Every single year, the news (and everyone on Facebook) announces the first snow fall as if it were completely unexpected.
Every. Single. Year.
I thought snow was pretty cool when I was a kid. My fascination with it was lessened when I had to start walking to class through it, and when I started driving to work in it. By the time I had my own driveway and sidewalk, I was done with it completely, even with a snowblower.
Snow was one of the many reasons I was ready to move in 2009. Cleveland was generally in the shitter in terms of economy and jobs in my line of work. Seeing so many friends move and find bigger and better things heavily influenced me. Diana had lived in a number of places as well. It was just time.

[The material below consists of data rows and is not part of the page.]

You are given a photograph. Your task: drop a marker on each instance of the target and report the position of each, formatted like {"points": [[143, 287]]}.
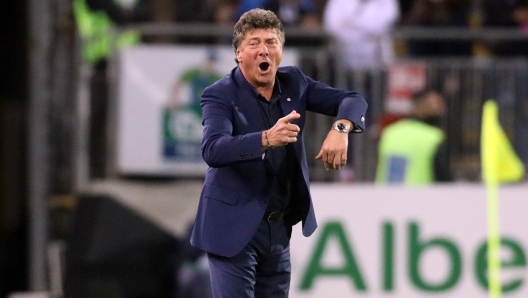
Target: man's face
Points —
{"points": [[259, 56]]}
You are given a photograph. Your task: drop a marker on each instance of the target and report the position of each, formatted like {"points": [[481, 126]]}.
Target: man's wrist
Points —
{"points": [[344, 126]]}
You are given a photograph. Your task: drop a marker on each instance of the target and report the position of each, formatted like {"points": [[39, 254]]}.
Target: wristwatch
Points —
{"points": [[340, 127]]}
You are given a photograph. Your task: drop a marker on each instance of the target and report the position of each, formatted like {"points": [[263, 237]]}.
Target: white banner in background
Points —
{"points": [[407, 243], [159, 114]]}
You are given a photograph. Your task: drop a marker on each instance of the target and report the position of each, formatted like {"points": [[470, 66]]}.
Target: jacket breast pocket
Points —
{"points": [[221, 194]]}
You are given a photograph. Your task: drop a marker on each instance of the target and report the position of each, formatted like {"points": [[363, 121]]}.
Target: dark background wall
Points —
{"points": [[13, 107]]}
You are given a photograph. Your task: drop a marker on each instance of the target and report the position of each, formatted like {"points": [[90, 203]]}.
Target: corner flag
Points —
{"points": [[500, 164]]}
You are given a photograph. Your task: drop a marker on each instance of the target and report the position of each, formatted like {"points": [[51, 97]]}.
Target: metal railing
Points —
{"points": [[478, 78]]}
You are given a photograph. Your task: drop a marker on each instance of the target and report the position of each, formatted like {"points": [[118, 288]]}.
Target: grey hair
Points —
{"points": [[257, 19]]}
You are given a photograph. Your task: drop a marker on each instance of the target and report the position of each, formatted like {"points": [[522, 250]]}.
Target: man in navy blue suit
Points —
{"points": [[257, 184]]}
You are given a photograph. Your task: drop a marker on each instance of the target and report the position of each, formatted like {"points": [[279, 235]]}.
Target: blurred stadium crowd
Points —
{"points": [[371, 22]]}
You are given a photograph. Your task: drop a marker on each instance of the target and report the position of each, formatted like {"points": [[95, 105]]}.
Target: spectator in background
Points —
{"points": [[362, 29], [412, 151], [507, 14], [294, 12], [438, 14]]}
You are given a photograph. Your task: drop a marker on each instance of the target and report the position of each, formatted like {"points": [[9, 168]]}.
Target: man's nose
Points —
{"points": [[263, 50]]}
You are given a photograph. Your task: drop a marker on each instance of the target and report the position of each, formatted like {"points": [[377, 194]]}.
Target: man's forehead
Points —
{"points": [[265, 33]]}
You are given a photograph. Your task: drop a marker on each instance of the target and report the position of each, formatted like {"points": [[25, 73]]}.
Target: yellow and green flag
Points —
{"points": [[500, 164]]}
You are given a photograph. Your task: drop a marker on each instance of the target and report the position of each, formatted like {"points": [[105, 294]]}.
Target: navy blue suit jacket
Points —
{"points": [[238, 182]]}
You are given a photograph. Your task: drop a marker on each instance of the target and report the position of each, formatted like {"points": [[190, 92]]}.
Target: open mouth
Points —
{"points": [[264, 66]]}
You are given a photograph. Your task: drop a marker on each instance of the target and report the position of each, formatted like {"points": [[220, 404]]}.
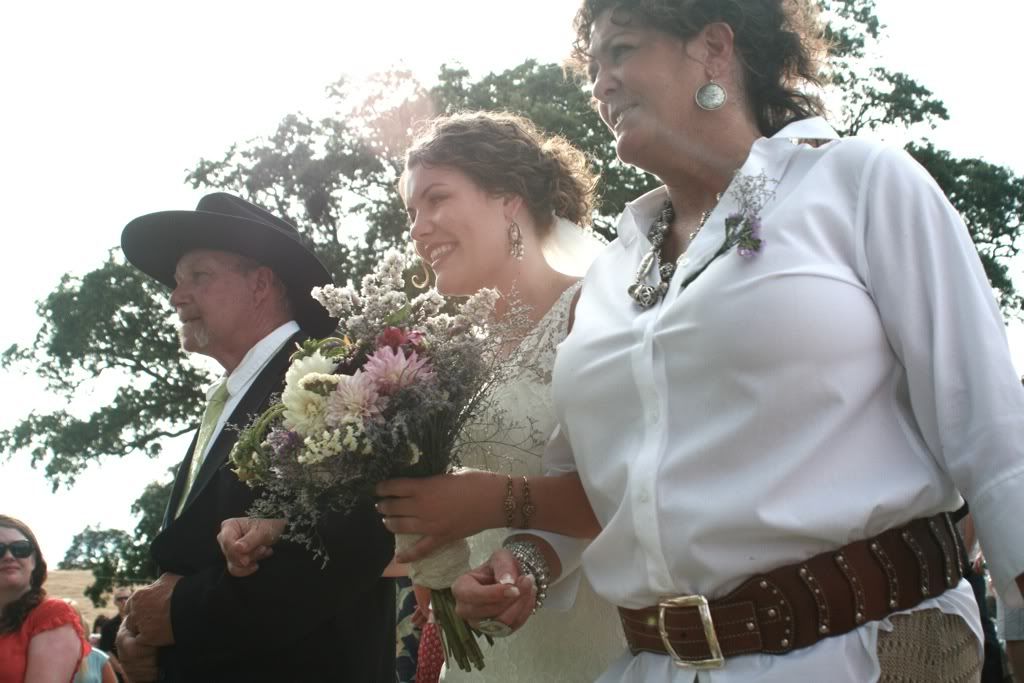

Seattle was awesome. I miss it every day. It really opened my eyes in a way that I desperately needed, and should have had years before that. Way back in 1998 I went to Portland for a conference, and it was my first time out west. All I could think was, "Wow, these are my people, and this place is awesome." It took a lot of life shaking things up, 11 years, before I actually lived in the Pacific Northwest. Today I talk with friends who have moved around, and we're amazed that we ever lived in Brunswick, Ohio. It's not that we're judgmental in those discussions, but wonder more if people realize that there might be something more out there.
We went back to Cleveland and didn't last even two years, and most of that was because of winter. It's not just the cold winters keeping you stuck inside, it's the flat, gray, featureless sky that dominates your vision for weeks at a time. Say what you will about Seattle's perpetual winter mist, the sun still comes out almost every day for a little while, there are evergreens everywhere, and there are goddamn mountains with snow on them everywhere you look.
Central Florida is not as pretty as the Pacific Northwest, but what it lacks in scenery it makes up for in sun and blue skies. My mom told me when she moved here that she was amazed at how much better she felt in the general sense. Given the fact that depression is an issue on that side of the family, I totally get what she meant. Seasonal affective disorder kicked my ass every year of my life living in the Midwest. It's just awful. I never had it in Seattle, and I certainly don't in Florida.
I'm always reminded of the movie Orange County, where the main character spends his senior year plotting how to get the hell out of town (and dating Schuyler Fisk, lucky bastard). An author that he admires and finally meets talks about the conflict that people have with the place they're born. That's me. I don't hate Cleveland, I just don't want to live there right now. I certainly don't want to deal with snow.